Em 2018, pesquisadores chineses encontraram algumas picnofibras diferenciadas nos fósseis de dois pterossauros juvenis: algumas eram simples e tubulares, mas outras tinham filamentos ramificados. Ao invés de parecer fios individuais, a penugem dos animais jurássicos era mais parecida com penas primitivas. O filamento se ramificava de forma diferente das aves, mais semelhante à ramificação de alguns dinossauros — que, vale lembrar, dividem ancestrais com os pterossauros, mas são de uma ordem diferente.
O espécime encontrado no Brasil, diferente dos parentes chineses, é um adulto do início do Cretáceo que viveu alguns milhões de anos depois dos juvenis asiáticos. É a segunda vez que as penas com filamentos surgem, e, dessa vez, com novidades. O crânio parcial do Tupandactylus mostra as estruturas semelhantes a penas perto da crista do animal, e dois tipos de penugem: um com monofilamentos, como em cabelos, e "penas" que se ramificam.
Maria McNamara, coautora do estudo e paleobióloga da University College Cork, comenta que as "penas" mostram ramificações sucessivas por todo o corpo tubular, menos na base, que provavelmente ficava abaixo da pele. Ela e a equipe também escanearam o tecido macio preservado do pterossauro, encontrando organelas chamadas melanossomas, que armazenam e produzem melanina — e mais, as encontraram aos montes no tecido e na penugem, em tamanhos e formatos diferentes, indicando variedade de cores.
Controvérsias paleontológicas
Embora não seja possível determinar as cores apresentados pelo Tupandactylus, já que há aspectos químicos não detectáveis envolvidos na produção de coloração, é claro aos pesquisadores que eles variavam a cor das penas ou penugem da mesma maneira que os pássaros fazem nos dias atuais. Enquanto os pássaros utilizam as penas para voar, os pterossauros tinham outras funções para elas, como isolamento térmico, camuflagem e sinalização social, útil para identificar parceiros viáveis, por exemplo.
Como a descoberta é recente e há poucos exemplos semelhantes na literatura acadêmica — os parentes chineses do pterossauro —, há controvérsias sobre as "penas" da ordem voadora, e alguns cientistas preferem chamar as picnofibras de estruturas filamentadas, ou qualquer termo que evite envolver penas.
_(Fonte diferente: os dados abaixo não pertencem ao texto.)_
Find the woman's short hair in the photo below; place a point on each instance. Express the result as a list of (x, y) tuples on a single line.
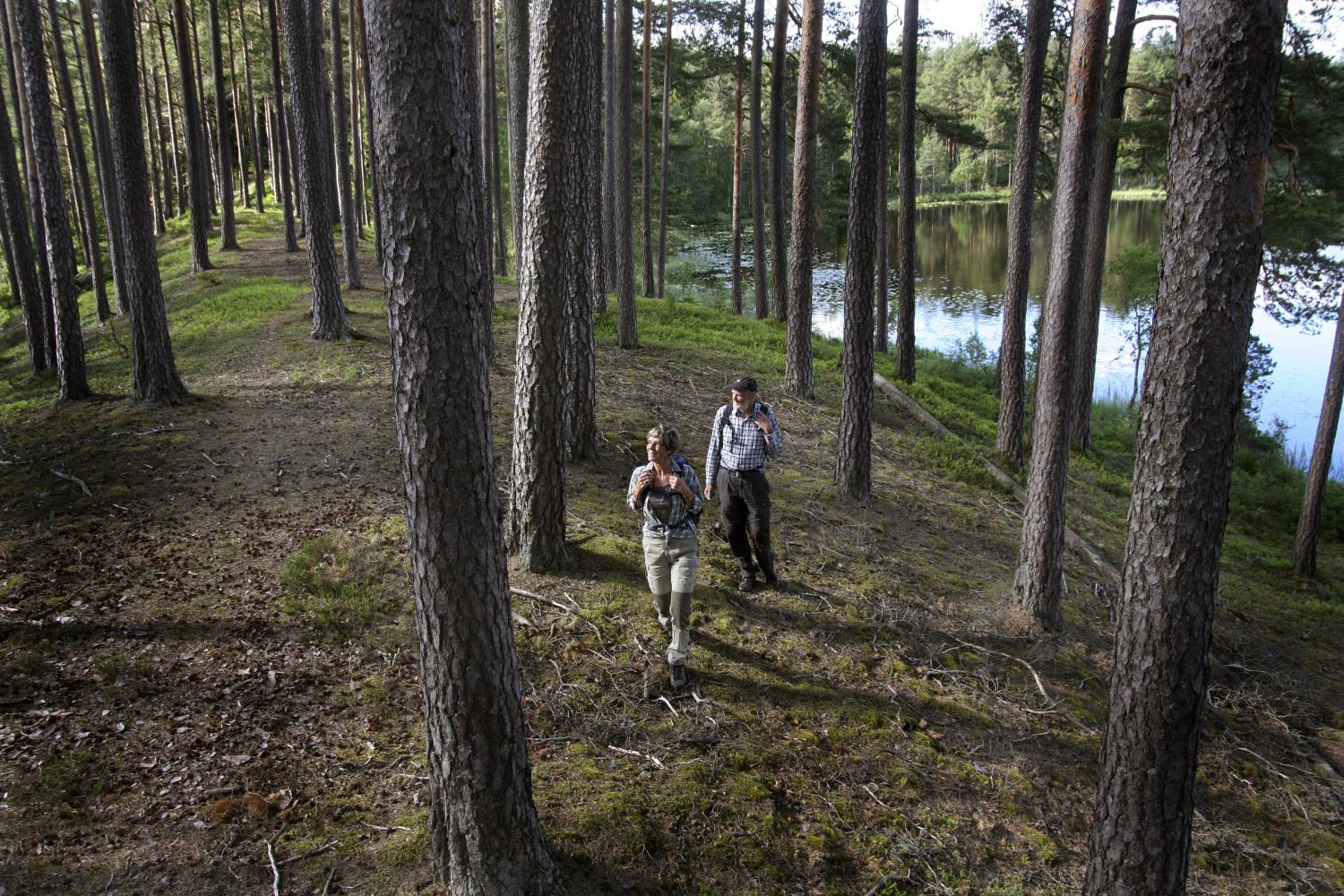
[(671, 441)]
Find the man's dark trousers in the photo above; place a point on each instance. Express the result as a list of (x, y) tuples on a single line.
[(745, 509)]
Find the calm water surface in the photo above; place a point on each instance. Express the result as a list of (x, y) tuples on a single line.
[(961, 265)]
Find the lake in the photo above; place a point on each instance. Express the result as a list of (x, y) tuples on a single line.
[(961, 265)]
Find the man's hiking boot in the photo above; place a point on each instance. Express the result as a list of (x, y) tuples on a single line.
[(676, 673)]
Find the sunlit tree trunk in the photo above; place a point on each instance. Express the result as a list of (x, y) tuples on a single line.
[(1039, 579), (155, 379), (1222, 121), (484, 834), (1012, 347), (797, 371), (854, 447)]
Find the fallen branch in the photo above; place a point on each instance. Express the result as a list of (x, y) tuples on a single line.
[(75, 479)]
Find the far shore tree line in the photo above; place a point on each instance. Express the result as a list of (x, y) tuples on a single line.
[(383, 116)]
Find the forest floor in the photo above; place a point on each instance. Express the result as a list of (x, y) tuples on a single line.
[(210, 656)]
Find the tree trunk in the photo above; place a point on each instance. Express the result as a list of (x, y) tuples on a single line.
[(516, 73), (779, 199), (260, 185), (883, 304), (373, 153), (155, 379), (1309, 521), (282, 137), (484, 831), (80, 164), (647, 151), (1012, 347), (22, 263), (906, 187), (626, 335), (1039, 579), (1220, 128), (196, 161), (309, 150), (737, 163), (797, 371), (663, 164), (854, 447), (228, 228), (758, 258), (1094, 257), (556, 271), (72, 382), (349, 218)]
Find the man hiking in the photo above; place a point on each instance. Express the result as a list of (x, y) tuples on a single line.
[(745, 435)]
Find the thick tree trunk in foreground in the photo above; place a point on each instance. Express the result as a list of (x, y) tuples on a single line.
[(626, 333), (1309, 521), (156, 379), (663, 163), (737, 167), (72, 382), (647, 151), (1039, 581), (1012, 346), (349, 217), (196, 163), (1222, 123), (556, 273), (797, 371), (23, 263), (779, 166), (309, 150), (906, 187), (223, 134), (758, 167), (854, 449), (484, 831), (1098, 212), (516, 73), (281, 136)]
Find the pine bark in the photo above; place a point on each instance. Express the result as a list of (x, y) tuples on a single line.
[(556, 273), (626, 335), (758, 258), (797, 371), (484, 831), (516, 73), (779, 164), (196, 161), (663, 164), (72, 381), (1012, 346), (80, 164), (349, 217), (223, 132), (1220, 129), (1039, 581), (737, 163), (906, 187), (155, 379), (281, 132), (647, 151), (22, 263), (1098, 212), (854, 447), (311, 147), (1322, 450)]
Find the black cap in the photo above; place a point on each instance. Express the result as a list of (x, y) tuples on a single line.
[(744, 384)]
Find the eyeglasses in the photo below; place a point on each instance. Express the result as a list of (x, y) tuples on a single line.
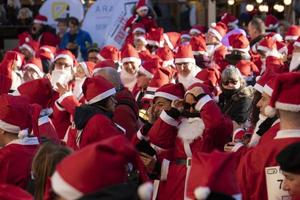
[(234, 82)]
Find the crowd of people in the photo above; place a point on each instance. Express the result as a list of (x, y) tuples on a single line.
[(208, 113)]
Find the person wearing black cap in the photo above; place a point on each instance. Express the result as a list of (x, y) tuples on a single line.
[(289, 162)]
A descoberta de um pterossauro em uma região diferente, de um período diferente e de uma espécie diferente vem reforçar a hipótese de que as penas pudessem ter sido comuns nos parentes voadores dos dinos. MacNamara reforça que seria muito improvável essas características terem aparecido por acaso em fósseis tão diferentes. Comprovando a hipótese, seria estabelecido que as penas surgiram há 250 milhões de anos, em vez de 180 milhões de anos atrás, com os terópodes do Cretáceo.
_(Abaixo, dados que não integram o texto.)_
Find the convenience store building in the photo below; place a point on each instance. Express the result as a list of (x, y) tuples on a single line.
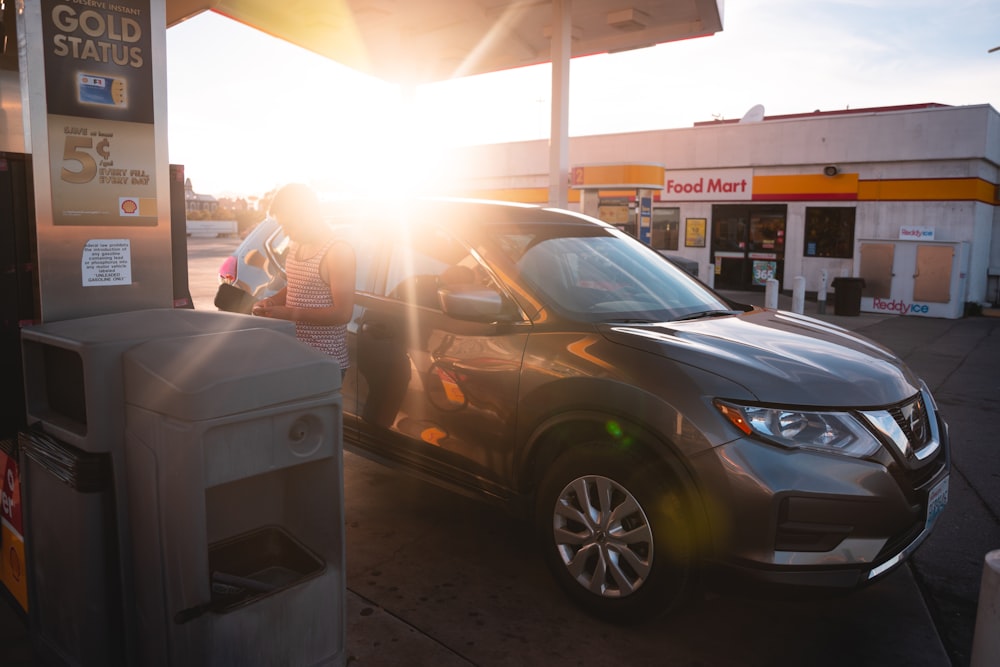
[(904, 197)]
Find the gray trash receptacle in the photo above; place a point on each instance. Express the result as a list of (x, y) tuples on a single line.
[(77, 537), (847, 295), (235, 488), (71, 549)]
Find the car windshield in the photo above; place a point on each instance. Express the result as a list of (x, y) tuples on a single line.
[(601, 275)]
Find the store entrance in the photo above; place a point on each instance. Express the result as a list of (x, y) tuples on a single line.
[(748, 244)]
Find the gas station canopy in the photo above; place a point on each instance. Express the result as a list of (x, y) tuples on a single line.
[(414, 42)]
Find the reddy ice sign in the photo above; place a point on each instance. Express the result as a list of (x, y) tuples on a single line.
[(12, 564)]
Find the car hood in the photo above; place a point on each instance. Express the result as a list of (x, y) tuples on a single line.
[(780, 357)]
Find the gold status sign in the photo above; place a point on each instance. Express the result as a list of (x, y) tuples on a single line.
[(99, 97)]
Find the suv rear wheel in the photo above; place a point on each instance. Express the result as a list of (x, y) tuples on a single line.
[(615, 534)]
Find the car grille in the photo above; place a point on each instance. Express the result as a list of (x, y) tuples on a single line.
[(913, 420), (911, 429)]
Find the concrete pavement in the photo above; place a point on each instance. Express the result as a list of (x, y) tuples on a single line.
[(435, 579)]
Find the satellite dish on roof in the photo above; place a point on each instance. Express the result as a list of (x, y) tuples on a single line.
[(754, 115)]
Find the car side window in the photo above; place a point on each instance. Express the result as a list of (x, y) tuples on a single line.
[(424, 263), (366, 261)]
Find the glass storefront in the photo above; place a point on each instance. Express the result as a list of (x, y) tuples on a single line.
[(748, 244)]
Além de confirmar as teorias sobre as penas, também resta descobrir por que as cores dessas estruturas variam. Estudar os padrões das penas e fazer modelos delas vai ajudar a entender questões como essa, segundo os pesquisadores, que também dizem ser necessários estudar mais fósseis.
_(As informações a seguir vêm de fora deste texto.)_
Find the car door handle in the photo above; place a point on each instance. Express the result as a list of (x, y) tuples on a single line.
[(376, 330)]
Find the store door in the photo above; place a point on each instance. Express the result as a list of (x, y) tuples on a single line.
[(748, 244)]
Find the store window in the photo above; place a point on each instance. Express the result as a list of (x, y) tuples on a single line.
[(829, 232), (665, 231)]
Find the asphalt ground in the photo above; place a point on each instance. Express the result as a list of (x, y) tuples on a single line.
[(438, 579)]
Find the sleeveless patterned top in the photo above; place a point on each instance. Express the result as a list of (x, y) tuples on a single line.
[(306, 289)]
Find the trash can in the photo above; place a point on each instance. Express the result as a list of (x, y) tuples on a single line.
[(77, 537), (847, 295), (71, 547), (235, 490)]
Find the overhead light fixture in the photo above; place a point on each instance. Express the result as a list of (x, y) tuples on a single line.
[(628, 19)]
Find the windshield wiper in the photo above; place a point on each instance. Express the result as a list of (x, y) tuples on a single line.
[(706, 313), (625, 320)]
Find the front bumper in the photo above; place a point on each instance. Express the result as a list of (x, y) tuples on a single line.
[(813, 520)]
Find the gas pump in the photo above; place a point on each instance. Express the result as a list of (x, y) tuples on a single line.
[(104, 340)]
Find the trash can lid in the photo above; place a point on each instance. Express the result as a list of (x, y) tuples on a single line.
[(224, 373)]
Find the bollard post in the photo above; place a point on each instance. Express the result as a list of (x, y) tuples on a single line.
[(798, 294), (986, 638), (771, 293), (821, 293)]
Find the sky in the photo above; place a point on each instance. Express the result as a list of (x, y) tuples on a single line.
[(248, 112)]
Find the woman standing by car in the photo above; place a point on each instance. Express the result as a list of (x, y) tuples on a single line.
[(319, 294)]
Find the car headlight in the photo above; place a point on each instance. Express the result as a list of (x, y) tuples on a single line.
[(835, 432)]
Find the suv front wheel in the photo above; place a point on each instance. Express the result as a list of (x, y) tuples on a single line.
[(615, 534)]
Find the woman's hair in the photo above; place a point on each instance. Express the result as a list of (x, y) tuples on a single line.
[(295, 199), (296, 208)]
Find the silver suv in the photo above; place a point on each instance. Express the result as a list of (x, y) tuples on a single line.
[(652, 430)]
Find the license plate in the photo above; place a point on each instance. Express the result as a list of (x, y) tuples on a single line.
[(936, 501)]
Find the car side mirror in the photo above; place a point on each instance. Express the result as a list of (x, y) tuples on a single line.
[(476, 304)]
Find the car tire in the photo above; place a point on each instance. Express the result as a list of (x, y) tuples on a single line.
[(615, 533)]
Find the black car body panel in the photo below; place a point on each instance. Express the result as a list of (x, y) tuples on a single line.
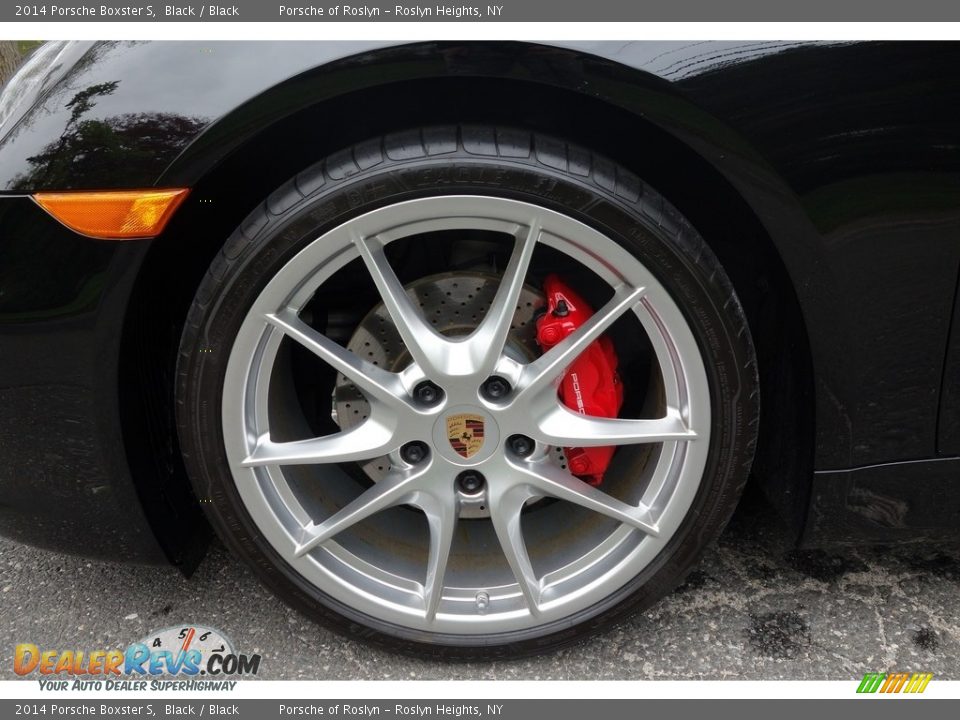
[(846, 154)]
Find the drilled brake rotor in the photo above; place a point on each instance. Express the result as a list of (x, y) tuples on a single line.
[(454, 303)]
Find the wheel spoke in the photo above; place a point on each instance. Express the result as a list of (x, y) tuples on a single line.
[(420, 339), (555, 482), (368, 440), (543, 372), (442, 516), (489, 338), (505, 509), (372, 380), (564, 428), (395, 489)]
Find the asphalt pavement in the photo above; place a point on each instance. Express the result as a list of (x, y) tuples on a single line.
[(755, 609)]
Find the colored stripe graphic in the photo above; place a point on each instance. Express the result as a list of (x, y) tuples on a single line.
[(894, 683)]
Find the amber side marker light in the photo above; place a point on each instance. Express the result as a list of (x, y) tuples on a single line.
[(114, 214)]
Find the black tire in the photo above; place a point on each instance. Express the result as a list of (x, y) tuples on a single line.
[(483, 161)]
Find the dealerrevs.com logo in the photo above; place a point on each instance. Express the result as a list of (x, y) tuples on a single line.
[(188, 653)]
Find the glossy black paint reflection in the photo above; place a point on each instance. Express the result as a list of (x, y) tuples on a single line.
[(896, 502), (848, 154), (64, 481)]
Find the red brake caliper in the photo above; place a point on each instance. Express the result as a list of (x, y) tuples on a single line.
[(591, 385)]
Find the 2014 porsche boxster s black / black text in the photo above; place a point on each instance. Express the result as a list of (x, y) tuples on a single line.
[(470, 348)]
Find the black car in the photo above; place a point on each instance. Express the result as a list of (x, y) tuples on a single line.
[(470, 348)]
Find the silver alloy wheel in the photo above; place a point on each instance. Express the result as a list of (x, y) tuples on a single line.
[(441, 600)]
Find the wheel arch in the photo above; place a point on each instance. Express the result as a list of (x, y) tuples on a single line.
[(228, 185)]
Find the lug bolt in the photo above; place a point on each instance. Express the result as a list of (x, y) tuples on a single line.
[(495, 388), (426, 393), (415, 452), (520, 445), (470, 482)]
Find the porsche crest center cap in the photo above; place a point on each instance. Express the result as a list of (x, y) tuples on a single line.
[(465, 433)]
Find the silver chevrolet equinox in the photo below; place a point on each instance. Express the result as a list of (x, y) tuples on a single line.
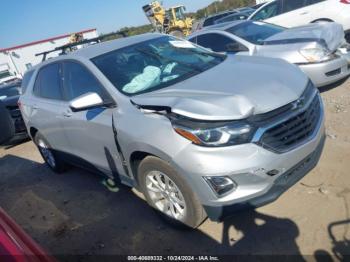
[(198, 133)]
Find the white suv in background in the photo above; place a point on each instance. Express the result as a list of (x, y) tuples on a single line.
[(291, 13)]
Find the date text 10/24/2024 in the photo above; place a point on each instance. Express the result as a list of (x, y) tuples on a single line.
[(173, 258)]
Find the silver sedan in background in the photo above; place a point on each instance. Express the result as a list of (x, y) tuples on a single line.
[(320, 50)]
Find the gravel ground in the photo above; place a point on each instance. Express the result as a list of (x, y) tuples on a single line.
[(74, 214)]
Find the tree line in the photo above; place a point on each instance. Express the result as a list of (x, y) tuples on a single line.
[(215, 7)]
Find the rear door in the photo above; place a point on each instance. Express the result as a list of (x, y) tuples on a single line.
[(90, 133), (47, 105)]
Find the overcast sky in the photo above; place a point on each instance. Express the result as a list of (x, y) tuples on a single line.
[(23, 21)]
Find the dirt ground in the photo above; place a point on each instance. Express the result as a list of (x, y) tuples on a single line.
[(74, 214)]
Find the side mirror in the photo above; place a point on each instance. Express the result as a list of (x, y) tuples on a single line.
[(236, 47), (86, 101)]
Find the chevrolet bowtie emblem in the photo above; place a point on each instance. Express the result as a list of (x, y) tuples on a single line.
[(298, 104)]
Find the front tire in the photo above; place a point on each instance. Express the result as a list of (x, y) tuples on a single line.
[(167, 192), (52, 160)]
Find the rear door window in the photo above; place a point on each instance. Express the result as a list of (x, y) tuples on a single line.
[(79, 81), (25, 81), (215, 42), (311, 2), (48, 82)]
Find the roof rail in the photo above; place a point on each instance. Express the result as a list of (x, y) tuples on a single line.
[(69, 46)]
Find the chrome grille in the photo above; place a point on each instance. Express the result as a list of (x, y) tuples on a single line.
[(295, 130)]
O fóssil teve uma longa jornada até chegar no Museu de Ciências da Terra do Rio de Janeiro em fevereiro deste ano: ele foi contrabandeado para fora do Brasil décadas atrás e parou nas mãos de um colecionador, que o cedeu ao Royal Belgian Institute of Natural Sciences, que fez um esforço junto à Embaixada Brasileira em Bruxelas, junto do paleontólogo Edio-Ernst Kischlat, para devolver o espécime, com um acordo de repatriação assinado em outubro de 2021.